The selected subfamilies belong to one or another of the six reported relaxase families (Garcillán-Barcia et al., 2009; Smillie et al., 2010) (Fig. 5) and cover more than 95% of the transmissible gammaproteobacterial plasmids present in GenBank. For instance, the MOBF relaxase family is almost completely represented by two subfamilies, MOBF11 and MOBF12, in the gammaproteobacterial plasmids. MOBF11 includes relaxases of plasmids belonging to Inc groups W, N and P9, while MOBF12 groups relaxases of plasmids of the IncF complex. Similarly, the MOBH1 class includes relaxases encoded by plasmids of several Inc groups (H, T, A/C, P7) as well as ICEs such as R391 and SXT. MOBH2 relaxases are mainly encoded by ICEs (such as PAPI-1 and clc).
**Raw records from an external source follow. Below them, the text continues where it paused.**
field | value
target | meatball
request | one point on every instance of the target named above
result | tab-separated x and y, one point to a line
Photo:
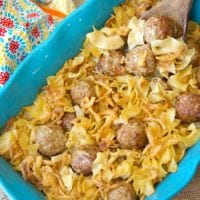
188	107
112	64
67	121
50	139
140	61
132	135
82	90
82	159
159	28
122	191
142	7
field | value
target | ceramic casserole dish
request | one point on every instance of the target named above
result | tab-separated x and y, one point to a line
23	87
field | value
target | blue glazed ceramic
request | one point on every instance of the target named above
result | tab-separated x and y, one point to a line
46	60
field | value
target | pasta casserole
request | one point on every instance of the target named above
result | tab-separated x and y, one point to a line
117	118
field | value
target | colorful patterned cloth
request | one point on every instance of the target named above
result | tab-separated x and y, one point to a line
23	26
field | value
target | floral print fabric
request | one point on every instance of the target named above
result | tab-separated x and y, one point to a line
23	26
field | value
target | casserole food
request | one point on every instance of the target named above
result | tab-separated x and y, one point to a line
74	97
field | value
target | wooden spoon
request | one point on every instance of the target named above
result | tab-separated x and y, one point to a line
177	10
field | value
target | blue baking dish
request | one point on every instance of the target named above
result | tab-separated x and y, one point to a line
24	85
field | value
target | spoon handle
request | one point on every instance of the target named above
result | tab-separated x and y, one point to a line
180	10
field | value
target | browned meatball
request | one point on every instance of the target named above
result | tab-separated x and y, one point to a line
140	61
82	90
142	7
122	191
82	159
67	121
112	64
159	28
132	135
50	139
188	107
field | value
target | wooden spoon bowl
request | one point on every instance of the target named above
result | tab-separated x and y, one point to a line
176	10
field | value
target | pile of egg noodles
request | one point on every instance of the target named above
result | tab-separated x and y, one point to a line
117	100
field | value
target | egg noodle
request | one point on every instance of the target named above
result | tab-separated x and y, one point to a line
118	99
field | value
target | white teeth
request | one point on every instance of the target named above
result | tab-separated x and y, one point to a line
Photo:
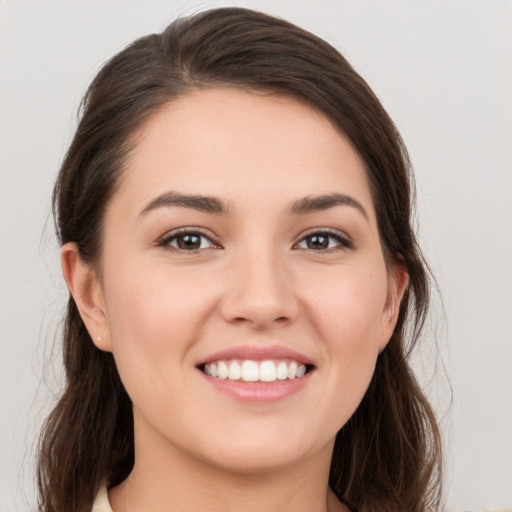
282	371
250	371
268	371
292	370
254	371
222	370
235	372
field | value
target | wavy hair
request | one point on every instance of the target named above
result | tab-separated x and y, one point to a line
388	456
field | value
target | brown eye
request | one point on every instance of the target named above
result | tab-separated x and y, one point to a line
325	241
188	241
317	242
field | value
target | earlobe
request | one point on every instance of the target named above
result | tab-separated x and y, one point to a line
397	284
87	292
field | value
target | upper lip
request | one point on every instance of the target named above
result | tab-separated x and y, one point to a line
257	353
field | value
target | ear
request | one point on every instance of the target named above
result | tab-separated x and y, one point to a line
87	292
398	280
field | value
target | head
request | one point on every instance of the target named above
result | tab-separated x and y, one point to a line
386	448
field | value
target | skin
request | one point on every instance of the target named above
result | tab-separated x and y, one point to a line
256	280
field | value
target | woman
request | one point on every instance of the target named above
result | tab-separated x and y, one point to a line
234	214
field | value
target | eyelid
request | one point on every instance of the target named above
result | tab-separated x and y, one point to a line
345	241
164	240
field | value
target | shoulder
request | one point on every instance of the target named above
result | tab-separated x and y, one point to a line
101	503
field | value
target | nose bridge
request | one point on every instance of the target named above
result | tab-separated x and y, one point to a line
260	291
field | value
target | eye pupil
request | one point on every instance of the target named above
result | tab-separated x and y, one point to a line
190	241
318	242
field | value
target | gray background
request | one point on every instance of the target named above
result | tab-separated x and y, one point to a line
443	70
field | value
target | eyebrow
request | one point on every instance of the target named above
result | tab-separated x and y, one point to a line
311	204
214	205
196	202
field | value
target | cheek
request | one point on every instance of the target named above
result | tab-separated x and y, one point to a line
348	312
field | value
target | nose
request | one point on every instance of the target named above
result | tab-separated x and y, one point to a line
259	293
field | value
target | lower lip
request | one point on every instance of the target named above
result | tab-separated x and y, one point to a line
262	392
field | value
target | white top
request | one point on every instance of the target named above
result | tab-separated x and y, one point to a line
101	503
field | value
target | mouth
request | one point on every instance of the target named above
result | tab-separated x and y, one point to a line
253	370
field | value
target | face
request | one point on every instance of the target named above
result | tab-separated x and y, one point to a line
243	288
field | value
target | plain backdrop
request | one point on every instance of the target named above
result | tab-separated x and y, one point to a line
443	70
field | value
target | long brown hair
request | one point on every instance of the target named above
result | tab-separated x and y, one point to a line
388	456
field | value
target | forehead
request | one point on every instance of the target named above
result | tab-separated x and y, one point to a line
239	145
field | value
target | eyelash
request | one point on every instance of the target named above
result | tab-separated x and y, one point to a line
166	240
343	242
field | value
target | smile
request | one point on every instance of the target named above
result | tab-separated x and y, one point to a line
255	371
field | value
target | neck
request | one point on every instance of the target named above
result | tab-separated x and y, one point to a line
167	480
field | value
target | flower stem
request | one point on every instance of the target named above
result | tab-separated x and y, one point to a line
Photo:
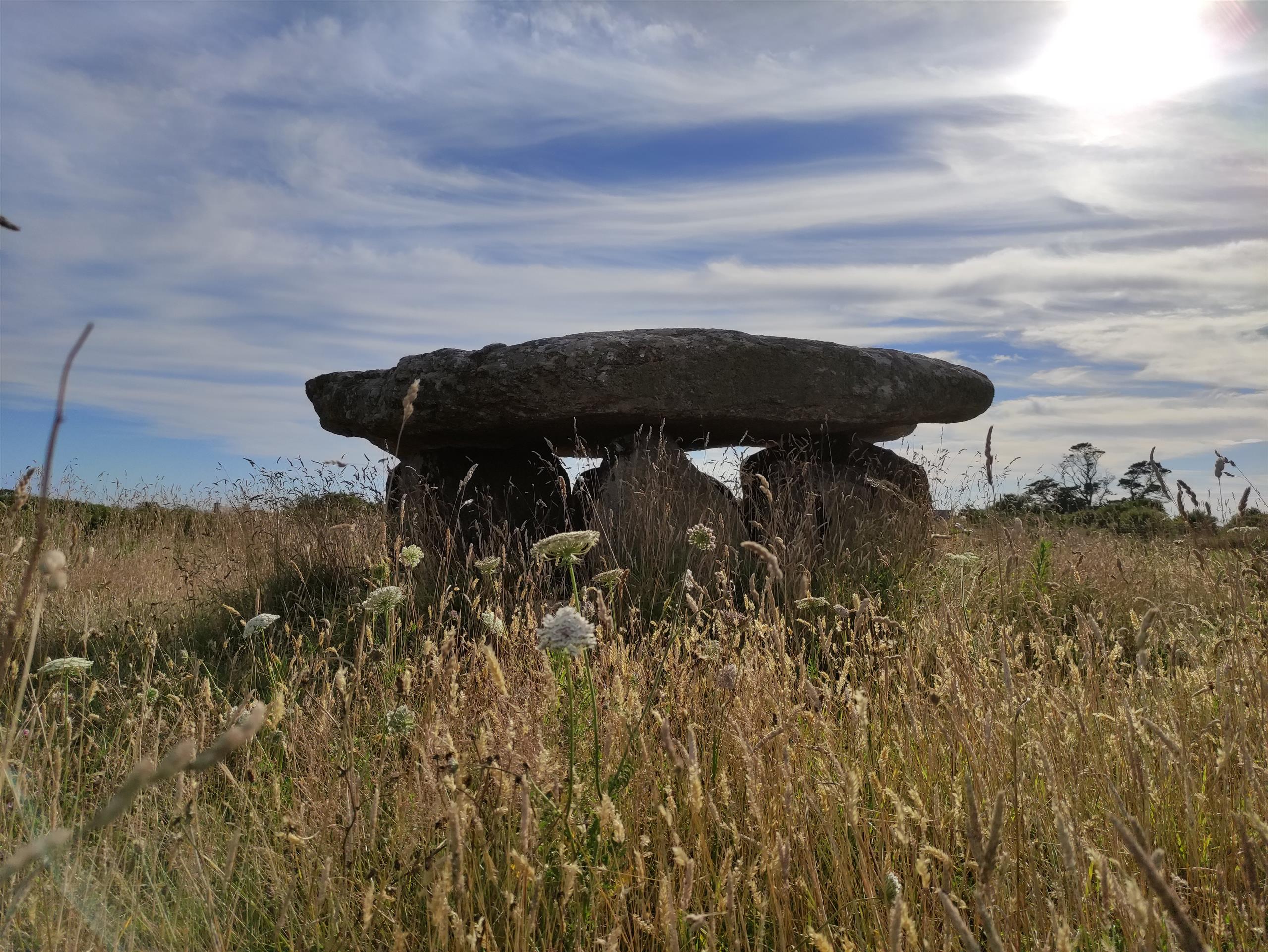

Several MOBP classes are widely represented in gammaproteobacterial R-plasmids: MOBP11 clusters relaxases of IncP plasmids; MOBP12 corresponds to IncI1, K and B/O; MOBP13 to IncL/M; MOBP14 to relaxases of the mobilizable plasmids of IncQ2/G group; MOBP3, MOBP4, and MOBP6, relaxases of IncX, IncU, and IncI2 plasmids, respectively; and MOBP5, ColE1-like mobilizable plasmids. MOBQ and MOBC families cluster relaxases of gammaproteobacterial plasmids into subfamilies MOBQ1 and MOBC1, which, respectively, include mobilizable plasmids RSF1010 and CloDF13. A more descriptive view of the MOB plasmid classification can be found in Francia et al. (2004), Garcillán-Barcia et al. (2009) and Smillie et al. (2010). As could be expected, analysis of gammaproteobacterial plasmids from genera phylogenetically distant from Enterobacteriaceae can produce a significant proportion of plasmids that could not be adequately classified, as shown by Bertini et al. (2010). Their relaxases fall in as yet badly resolved phylogenetic subfamilies, for example, Qu and Vu (see Table 1). High-throughput plasmid sequencing, which is expected to occur in the next few years, will resolve these uncertainties and result in a more robust and comprehensive plasmid classification.

Figure 5.

 Inc/REP family distribution of gammaproteobacterial plasmids according to relaxase type. Two hundred and sixty-nine relaxases contained in 257 gammaproteobacterial plasmids in the NCBI database (Smillie et al., 2010) were distributed into the six MOB families. The Inc or REP types associated with each MOB family are indicated.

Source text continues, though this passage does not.